In a normal linear model (with intercept), show that if the residuals satisfy $e_i = a + \beta x_i$, for $i = 1\dots n$, where $x$ is a predictor in the model, then each residual is equal to zero.
I'm not really sure how to do this, I tried writing out $e_i = y_i - \hat{y}_i$; but I wasn't able to get anywhere.

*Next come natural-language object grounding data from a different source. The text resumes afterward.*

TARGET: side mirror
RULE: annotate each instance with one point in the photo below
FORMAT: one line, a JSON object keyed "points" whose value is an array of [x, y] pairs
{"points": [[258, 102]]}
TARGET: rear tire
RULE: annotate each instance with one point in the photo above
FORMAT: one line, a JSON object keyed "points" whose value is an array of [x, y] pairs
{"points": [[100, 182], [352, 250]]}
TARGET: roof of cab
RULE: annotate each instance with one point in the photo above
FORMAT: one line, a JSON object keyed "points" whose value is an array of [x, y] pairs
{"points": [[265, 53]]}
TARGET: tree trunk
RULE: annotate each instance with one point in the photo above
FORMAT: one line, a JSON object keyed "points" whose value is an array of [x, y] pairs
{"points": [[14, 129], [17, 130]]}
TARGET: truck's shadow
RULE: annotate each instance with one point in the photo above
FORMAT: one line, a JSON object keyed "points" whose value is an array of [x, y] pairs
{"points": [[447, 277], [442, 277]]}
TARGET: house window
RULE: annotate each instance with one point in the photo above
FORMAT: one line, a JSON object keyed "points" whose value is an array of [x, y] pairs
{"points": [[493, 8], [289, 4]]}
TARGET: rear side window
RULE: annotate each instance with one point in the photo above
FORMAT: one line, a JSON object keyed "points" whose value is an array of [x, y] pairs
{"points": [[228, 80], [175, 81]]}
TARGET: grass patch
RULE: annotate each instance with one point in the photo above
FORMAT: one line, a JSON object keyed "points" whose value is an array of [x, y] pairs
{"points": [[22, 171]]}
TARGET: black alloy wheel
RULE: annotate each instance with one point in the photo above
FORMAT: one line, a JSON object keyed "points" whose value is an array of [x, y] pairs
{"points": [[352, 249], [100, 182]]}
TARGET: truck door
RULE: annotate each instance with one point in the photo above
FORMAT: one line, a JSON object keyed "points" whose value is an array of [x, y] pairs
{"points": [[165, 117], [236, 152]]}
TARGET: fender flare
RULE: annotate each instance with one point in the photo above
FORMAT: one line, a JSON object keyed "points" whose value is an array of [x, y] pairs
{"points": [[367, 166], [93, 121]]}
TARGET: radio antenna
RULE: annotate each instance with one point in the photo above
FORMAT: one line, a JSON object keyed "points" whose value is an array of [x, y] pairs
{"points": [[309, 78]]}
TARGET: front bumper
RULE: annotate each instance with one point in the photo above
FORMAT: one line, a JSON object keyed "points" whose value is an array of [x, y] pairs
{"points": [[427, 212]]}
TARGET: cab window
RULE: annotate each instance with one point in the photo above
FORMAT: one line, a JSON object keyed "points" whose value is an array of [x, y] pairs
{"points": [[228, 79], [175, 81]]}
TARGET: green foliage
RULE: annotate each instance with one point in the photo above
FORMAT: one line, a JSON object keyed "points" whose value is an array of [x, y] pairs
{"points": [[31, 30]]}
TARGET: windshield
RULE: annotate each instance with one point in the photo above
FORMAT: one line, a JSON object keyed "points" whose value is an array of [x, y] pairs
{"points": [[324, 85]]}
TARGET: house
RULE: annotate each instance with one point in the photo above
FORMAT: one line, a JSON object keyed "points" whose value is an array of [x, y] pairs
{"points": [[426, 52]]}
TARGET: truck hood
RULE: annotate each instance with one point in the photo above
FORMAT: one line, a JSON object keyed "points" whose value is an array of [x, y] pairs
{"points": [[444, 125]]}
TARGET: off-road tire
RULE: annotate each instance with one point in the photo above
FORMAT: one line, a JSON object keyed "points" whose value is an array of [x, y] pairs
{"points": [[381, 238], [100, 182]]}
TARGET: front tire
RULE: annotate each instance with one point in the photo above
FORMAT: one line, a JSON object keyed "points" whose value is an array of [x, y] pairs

If our linear model is given by
$$y_i=w_0+w_1x_i+e_i$$
we can substitute $e_i=\beta_0+\beta_1x_i$ to obtain $$y_i=w_0+w_1x_i+(\beta_0+\beta_1x_i)$$ $$\implies y_i=\left[w_0+ \beta_0\right]+\left[w_1+\beta_1 \right]x_i$$ $$\implies y_i=\tilde{w}_o+\tilde{w}_1x_i+\tilde{e}_i,$$
in which $\tilde{e}_i=0$. Hence, as the error is not random. The model can capture everything that is present in the error. Residual term $\tilde{e}_i\equiv 0.$
Since your regression model has intercept, we can assume, the X matrix for the regression has the form $$ X = \begin{pmatrix} 1 & x_1^T \\ 1 & x_2^T \\ \vdots & \vdots \\ 1 & x_n^T \\ \end{pmatrix} $$
Note that the residual must be orthogonal to every vector in column space of $X$. This is because the predicted value, $\hat{Y} = P_X Y$ (where $P_X$ is the orthogonal projection matrix onto the column space of $X$), and hence the residual vector $e = Y - \hat{Y} = (I - P_X)Y $. So for any vector $c$ of appropriate dimension $$c^T e = (c^T - c^TP_X)Y.$$ Now if $c$ lies in the column space of $X$ then $$P_X c =c$$ or $$c^T = c^T P_X^T = c^T P_X \text{ since $P_X$ is symmetric}$$ and it follows for any $c$ in the column space of $X$ $$c^T e = 0.$$
Now, your condition implies $e$ itself lies in the column space of $X$ and hence must be orthogonal to itself, i.e., $e^Te = \|e\|^2 = 0$, i.e., $e = 0.$